The Mobile User Objective System (MUOS) is the next generation Department of Defense (DoD) Ultra High Frequency (UHF) Satellite Communications (SATCOM) system that will provide the Warfighter with modern, worldwide, mobile communication services, utilizing the Wideband Code Division Multiple Access (WCDMA) waveform. The Joint Tactical Radio System (JTRS) terminals (known as MUOS Functional Terminals (MFTs)) are the first terminals planned to implement the MUOS WCDMA waveform.

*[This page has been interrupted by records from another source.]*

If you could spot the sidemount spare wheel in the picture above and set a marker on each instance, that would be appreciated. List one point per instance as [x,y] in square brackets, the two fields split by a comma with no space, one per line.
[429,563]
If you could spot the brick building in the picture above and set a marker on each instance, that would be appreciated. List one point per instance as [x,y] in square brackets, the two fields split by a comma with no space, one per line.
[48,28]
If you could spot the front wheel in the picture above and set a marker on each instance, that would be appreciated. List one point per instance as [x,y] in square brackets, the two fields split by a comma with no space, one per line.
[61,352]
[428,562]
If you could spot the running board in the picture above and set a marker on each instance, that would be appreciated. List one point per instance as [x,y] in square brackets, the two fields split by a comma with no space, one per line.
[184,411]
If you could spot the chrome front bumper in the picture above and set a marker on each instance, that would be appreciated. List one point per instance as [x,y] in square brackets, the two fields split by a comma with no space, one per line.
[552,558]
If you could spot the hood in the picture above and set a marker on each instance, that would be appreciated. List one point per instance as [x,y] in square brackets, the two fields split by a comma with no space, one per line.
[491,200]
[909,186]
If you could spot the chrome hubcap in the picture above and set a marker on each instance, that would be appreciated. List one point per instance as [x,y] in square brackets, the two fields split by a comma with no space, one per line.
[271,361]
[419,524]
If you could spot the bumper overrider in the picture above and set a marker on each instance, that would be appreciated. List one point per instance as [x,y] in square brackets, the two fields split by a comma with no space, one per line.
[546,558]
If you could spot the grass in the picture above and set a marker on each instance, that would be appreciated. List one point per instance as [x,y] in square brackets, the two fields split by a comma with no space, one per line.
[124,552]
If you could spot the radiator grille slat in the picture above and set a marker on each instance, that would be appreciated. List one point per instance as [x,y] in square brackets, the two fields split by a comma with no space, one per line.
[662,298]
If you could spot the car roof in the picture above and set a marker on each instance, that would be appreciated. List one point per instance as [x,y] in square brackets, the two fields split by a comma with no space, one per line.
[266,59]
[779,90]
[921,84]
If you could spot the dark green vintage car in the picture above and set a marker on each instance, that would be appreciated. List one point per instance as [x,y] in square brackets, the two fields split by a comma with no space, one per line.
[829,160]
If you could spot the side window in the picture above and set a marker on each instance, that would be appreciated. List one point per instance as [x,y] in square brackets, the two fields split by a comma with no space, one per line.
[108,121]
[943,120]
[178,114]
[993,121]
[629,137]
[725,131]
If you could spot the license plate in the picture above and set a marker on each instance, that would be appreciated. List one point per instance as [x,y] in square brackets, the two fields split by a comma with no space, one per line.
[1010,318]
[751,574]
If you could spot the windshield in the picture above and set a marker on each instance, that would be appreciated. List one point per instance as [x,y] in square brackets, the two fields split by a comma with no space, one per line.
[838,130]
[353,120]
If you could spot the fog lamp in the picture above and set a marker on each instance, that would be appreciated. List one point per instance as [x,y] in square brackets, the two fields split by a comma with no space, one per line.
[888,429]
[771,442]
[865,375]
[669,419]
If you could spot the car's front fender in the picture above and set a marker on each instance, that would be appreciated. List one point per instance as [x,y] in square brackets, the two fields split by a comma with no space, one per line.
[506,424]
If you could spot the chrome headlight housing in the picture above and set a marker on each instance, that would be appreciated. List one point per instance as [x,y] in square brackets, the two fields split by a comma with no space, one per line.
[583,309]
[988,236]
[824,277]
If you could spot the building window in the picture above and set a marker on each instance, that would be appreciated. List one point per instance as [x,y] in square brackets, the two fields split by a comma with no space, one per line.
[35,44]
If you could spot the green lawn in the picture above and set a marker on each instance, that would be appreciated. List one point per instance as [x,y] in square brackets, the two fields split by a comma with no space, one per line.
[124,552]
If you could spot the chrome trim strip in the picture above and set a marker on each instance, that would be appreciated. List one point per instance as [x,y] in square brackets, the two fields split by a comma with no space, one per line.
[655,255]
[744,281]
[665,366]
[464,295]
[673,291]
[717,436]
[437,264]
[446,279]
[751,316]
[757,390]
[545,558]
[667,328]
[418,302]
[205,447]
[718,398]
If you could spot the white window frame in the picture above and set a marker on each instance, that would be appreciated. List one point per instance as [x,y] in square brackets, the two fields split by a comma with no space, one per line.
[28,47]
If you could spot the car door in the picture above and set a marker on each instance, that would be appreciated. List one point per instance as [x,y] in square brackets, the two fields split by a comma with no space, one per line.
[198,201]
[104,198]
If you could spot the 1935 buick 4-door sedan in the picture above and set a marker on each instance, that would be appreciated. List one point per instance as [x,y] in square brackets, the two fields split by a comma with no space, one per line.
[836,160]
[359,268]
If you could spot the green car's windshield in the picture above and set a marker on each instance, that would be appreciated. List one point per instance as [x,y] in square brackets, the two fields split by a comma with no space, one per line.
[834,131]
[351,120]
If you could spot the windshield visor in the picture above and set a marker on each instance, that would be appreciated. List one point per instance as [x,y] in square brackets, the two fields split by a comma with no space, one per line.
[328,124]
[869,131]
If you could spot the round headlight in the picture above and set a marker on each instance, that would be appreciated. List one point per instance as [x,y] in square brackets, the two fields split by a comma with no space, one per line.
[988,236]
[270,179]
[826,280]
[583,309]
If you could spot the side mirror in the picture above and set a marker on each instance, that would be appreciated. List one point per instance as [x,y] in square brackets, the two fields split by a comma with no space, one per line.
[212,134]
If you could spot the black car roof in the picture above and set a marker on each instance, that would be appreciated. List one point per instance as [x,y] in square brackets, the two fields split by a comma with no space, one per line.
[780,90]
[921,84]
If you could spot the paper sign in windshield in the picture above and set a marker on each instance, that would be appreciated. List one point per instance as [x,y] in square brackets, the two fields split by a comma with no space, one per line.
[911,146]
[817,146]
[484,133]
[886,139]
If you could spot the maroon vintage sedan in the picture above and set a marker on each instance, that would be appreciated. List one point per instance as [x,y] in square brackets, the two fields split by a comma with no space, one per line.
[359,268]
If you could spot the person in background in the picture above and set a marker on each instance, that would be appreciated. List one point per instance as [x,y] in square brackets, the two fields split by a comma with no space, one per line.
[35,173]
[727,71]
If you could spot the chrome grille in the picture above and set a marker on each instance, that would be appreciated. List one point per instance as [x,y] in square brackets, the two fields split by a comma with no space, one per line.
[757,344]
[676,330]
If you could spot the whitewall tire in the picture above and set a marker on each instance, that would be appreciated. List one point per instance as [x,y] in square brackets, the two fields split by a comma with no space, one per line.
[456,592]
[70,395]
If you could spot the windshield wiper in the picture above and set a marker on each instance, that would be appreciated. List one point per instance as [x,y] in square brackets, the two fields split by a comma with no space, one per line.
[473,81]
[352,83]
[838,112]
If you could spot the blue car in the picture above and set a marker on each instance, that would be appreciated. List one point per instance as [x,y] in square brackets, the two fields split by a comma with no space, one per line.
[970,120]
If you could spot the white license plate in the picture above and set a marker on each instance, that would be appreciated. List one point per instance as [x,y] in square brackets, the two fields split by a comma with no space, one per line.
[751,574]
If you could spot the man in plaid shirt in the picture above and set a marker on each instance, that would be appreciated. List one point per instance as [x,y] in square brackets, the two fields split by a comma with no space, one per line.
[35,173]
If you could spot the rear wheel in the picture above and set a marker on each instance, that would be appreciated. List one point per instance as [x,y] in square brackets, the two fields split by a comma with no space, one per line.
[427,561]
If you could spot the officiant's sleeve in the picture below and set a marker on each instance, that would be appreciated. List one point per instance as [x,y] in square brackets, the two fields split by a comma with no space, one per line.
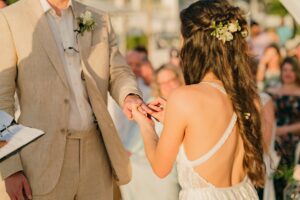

The MUOS Ground Transport Segment (GTS) and Network Management Segment (NMS) as well as the JTRS Enterprise Network Manager (JENM) and MFTs will use Public Key Infrastructure (PKI) technology for authentication of waveform software, authentication of radio configuration files and in support of authenticated and secure communication for Advanced Encryption Standard (AES) key management functions in the MUOS ground system. However, the MUOS and JTRS terminals are currently planning to utilize different PKI algorithms and different root Certificate Authorities (CAs). Without compatible algorithms and trusted roots, the MFTs are incapable of authenticating provisioning data. The impact of not having compatible algorithms and shared/common certificate management architecture is the inability to digitally exchange provisioning data which ultimately prevents End-to-End (E2E) user communications. This paper describes the results of the Narrowband SATCOM Systems Engineering Group´s (NSSEG) study that was successful in identifying the requirements, identifying candidate solutions for compatible algorithms and roots as well as support for revocation checking.